All teams opened Phase 3 of the plan Monday, a training camp 2.0 to the 2019-20 season. The Blues had 30 of their 33 players in attendance.

"It's nice to get back out here," captain Alex Pietrangelo said. "Any time you get the group back together, it's a nice feeling. With regards to ramping it up, Chief sat down with me and the coaches and we've kind of come up with a plan. We do have quite a bit of time before we start. We have two, two and a half weeks until we play a game. Start slow, then we kind of ramp it up and get into our full team drills but for now, it's just kind of getting that conditioning back up, kind of getting the muscles and hips and everything back to playing in situations and we'll keep ramping it up every day until we get that full group back together.

"I think for a lot of us, we kept our brain in it and kind of knew at some point we were getting ready to play. ... We were crisp, we were good. Obviously a pretty furious practice out there if you were there and watching it. Guys were pretty sharp and the mental side of it was pretty good too."

Among the three omissions from practice Monday were defensemen Colton Parayko and Robert Bortuzzo. 2018 seventh-round pick defenseman Tyler Tucker, who general manager Doug Armstrong said got clearance Saturday to come to St. Louis and participate, was also off the ice Monday.

As for Parayko and Bortuzzo, the immediate suspicion is that the two received positive tests for COVID-19, and while the NHL is making all announcements regarding players not participating in any activity the rest of this season, Armstrong had some light-witted humor when asked about the two veteran d-men.

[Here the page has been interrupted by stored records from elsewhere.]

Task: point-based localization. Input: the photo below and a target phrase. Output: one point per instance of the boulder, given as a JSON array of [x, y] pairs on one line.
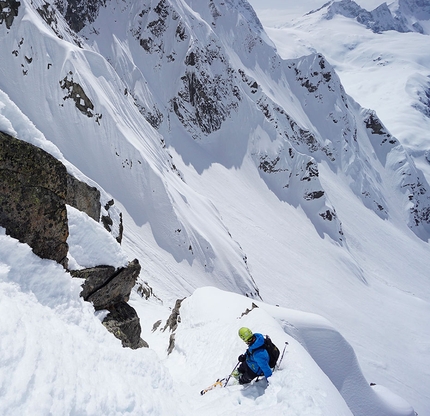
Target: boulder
[[33, 186], [109, 288], [124, 323]]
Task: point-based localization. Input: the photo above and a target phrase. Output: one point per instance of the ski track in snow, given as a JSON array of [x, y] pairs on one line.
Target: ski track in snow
[[57, 358]]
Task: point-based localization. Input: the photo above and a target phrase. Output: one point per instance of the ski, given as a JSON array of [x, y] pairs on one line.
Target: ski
[[219, 383]]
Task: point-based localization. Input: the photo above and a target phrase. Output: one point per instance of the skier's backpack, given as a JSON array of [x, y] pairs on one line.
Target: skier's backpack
[[272, 350]]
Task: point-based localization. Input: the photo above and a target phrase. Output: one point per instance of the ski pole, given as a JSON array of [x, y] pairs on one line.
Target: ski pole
[[278, 366], [232, 371]]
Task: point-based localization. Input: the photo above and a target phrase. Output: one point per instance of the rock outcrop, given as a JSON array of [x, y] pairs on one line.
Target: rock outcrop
[[109, 288], [34, 190]]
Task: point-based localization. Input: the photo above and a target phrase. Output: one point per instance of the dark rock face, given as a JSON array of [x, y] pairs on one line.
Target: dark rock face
[[83, 197], [124, 323], [104, 286], [33, 189], [109, 288]]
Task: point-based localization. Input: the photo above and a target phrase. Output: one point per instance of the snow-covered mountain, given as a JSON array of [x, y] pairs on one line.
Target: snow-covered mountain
[[402, 15], [234, 168]]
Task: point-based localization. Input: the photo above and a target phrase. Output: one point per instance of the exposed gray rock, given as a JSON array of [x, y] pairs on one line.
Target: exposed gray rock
[[175, 317], [33, 189], [8, 11], [104, 286], [124, 323], [83, 197], [109, 288]]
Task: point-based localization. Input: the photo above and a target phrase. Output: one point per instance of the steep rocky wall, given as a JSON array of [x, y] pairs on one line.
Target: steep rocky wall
[[34, 190]]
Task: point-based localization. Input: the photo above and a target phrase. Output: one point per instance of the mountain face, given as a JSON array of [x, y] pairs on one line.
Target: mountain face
[[195, 69], [128, 91], [401, 16]]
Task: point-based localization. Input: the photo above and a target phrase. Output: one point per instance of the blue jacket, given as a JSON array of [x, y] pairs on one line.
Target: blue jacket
[[257, 358]]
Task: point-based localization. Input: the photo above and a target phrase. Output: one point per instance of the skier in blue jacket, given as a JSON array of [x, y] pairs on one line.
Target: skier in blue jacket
[[255, 361]]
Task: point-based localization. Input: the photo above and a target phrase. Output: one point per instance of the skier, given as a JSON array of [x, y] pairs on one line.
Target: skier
[[255, 361]]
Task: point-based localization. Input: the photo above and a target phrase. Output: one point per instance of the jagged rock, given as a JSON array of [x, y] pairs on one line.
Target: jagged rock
[[109, 288], [124, 323], [95, 278], [83, 197], [8, 11], [104, 286], [174, 318], [33, 189]]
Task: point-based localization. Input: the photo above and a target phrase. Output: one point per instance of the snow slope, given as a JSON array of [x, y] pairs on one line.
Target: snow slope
[[199, 213], [58, 359]]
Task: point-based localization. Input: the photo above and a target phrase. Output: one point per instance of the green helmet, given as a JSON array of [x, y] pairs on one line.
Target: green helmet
[[245, 334]]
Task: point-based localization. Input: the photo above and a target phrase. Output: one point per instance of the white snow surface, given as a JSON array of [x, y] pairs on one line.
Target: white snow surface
[[352, 314]]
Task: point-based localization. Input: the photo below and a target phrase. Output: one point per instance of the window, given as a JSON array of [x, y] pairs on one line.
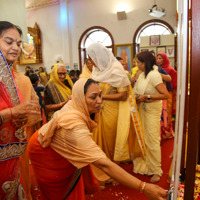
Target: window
[[91, 35], [151, 27]]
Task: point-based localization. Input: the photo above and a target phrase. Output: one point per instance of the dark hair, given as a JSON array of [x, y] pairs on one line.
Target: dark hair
[[152, 51], [78, 73], [28, 67], [88, 83], [5, 25], [42, 68], [148, 59], [119, 58], [34, 78], [72, 73]]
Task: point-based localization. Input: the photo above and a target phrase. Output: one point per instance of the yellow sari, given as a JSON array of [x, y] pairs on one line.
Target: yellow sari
[[150, 117], [58, 90]]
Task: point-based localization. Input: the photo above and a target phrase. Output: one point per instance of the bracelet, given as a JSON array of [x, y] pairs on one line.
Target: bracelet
[[140, 186], [11, 114], [1, 120], [143, 186]]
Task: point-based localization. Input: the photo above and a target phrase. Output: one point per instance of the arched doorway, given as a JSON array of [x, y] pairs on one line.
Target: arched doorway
[[91, 35]]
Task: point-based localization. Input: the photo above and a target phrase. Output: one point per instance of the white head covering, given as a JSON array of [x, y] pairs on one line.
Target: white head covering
[[108, 69]]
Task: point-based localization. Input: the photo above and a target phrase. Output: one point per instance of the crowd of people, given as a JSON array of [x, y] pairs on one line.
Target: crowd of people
[[103, 117]]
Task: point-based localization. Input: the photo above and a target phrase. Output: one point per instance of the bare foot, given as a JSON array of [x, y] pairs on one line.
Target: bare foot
[[155, 178]]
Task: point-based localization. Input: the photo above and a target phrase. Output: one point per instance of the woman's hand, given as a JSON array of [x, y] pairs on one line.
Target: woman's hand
[[155, 192], [141, 98], [21, 111]]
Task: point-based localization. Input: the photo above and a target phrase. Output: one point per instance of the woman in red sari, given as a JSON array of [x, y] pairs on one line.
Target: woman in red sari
[[14, 114], [64, 146], [167, 131]]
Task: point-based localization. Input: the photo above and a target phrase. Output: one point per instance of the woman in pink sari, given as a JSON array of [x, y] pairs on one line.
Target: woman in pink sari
[[14, 113], [167, 127]]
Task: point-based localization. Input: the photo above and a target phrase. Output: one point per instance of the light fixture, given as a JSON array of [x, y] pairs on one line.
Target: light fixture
[[121, 15], [157, 12]]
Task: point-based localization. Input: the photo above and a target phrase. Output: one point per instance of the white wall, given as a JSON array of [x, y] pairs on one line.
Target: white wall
[[14, 11], [84, 14]]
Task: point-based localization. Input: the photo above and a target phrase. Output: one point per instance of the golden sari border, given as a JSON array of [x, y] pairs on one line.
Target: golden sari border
[[136, 120]]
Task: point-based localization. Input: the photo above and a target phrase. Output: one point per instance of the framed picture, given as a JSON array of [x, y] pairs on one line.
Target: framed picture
[[154, 40], [161, 49], [125, 51], [170, 51]]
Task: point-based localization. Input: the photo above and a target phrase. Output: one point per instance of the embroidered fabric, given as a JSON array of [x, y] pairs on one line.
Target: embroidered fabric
[[12, 150]]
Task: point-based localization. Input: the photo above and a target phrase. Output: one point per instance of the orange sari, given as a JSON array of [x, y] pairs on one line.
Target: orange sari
[[54, 173], [63, 145]]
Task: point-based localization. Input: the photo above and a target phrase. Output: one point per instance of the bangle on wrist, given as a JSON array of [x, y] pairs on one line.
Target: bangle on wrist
[[1, 118], [11, 114], [142, 187]]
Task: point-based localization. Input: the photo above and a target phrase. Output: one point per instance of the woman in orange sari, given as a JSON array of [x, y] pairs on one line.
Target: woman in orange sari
[[64, 146], [15, 110]]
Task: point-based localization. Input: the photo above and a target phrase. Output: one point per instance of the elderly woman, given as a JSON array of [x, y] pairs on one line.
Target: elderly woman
[[19, 110], [150, 91], [64, 146], [43, 76], [58, 90]]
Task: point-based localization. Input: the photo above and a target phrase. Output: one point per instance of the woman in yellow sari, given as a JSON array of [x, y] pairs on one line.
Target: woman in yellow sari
[[118, 115], [58, 90], [150, 91], [87, 70]]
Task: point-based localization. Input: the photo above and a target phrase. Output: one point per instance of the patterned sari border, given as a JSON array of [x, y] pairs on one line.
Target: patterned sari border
[[12, 150]]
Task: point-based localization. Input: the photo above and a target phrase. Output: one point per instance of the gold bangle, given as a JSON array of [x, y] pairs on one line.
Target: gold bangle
[[143, 186]]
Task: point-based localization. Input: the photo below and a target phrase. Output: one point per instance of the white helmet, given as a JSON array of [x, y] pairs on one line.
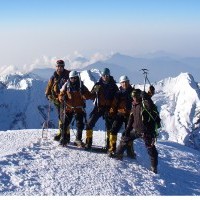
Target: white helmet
[[73, 74], [123, 78]]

"They changed their cell numbers during the break, so I haven't had a chance to reach them yet, so they didn't know there was practice today.

"They'll be back in short order. We're not allowed to talk about it. You'll see them on the ice this week."

The Blues conducted two practices with two groups, including Vladimir Tarasenko, who was activated off injured reserve and will be ready for action when the Blues play an exhibition game July 26-28 (date, opponent and time TBA) before opening against the Avalanche in the round-robin games Aug. 2.

"Vladimir was participating here in Phase 2 and I've been able to get a glimpse of him through that time frame and his shot is still dynamic," Armstrong said. "He seems to score at will. That's something you sort of take for granted and watch every day and then you realize how special it is when you don't get to see him for four, five months actually or longer. It was great to see him out there. He looks fantastic. I know he's still knocking off some of the rust and I think having the exhibition game and then the three preliminary games is going to benefit someone like Vladi who hasn't played in a long time."

The fact that Tarasenko, who was originally slated to return in mid-to-late March, got an extra four months to rehab and prep couldn't have worked out better for the Blues considering he hasn't played since Oct. 24 and had surgery on his dislocated left shoulder Oct. 29.

"We weren't going to bring him back until he was 100 percent," Armstrong said. "We don't want to be penny wise, pound foolish with someone that's a cornerstone with your franchise. But I think having more time to strength, more time to condition has certainly helped him. Then you get to that level and he's 100 percent and he's like a racehorse. He wants to get onto the track and start running. We've had to hold him back. Having him out there today and over the next couple of weeks as we get into Edmonton, it's certainly going to be a benefit to have a healthy Vladi Tarasenko."

Unlike the normalcy of the Marathon regular season, teams all begin anew, healthy and ready to jump into the blazing saddle of the fierce intensity that comes with playoff hockey, much like the World Cup of Hockey.

"Part of it is we'll have a little bit more time than we had in the World Cup," Pietrangelo said. "Secondly, any time you get back with your group, guys that you're familiar with, guys that you know extremely well, I think the energy's there, you feed off each other. That's what our group does day in, day out. You get back into the setting, I think the energy ramps up pretty quickly."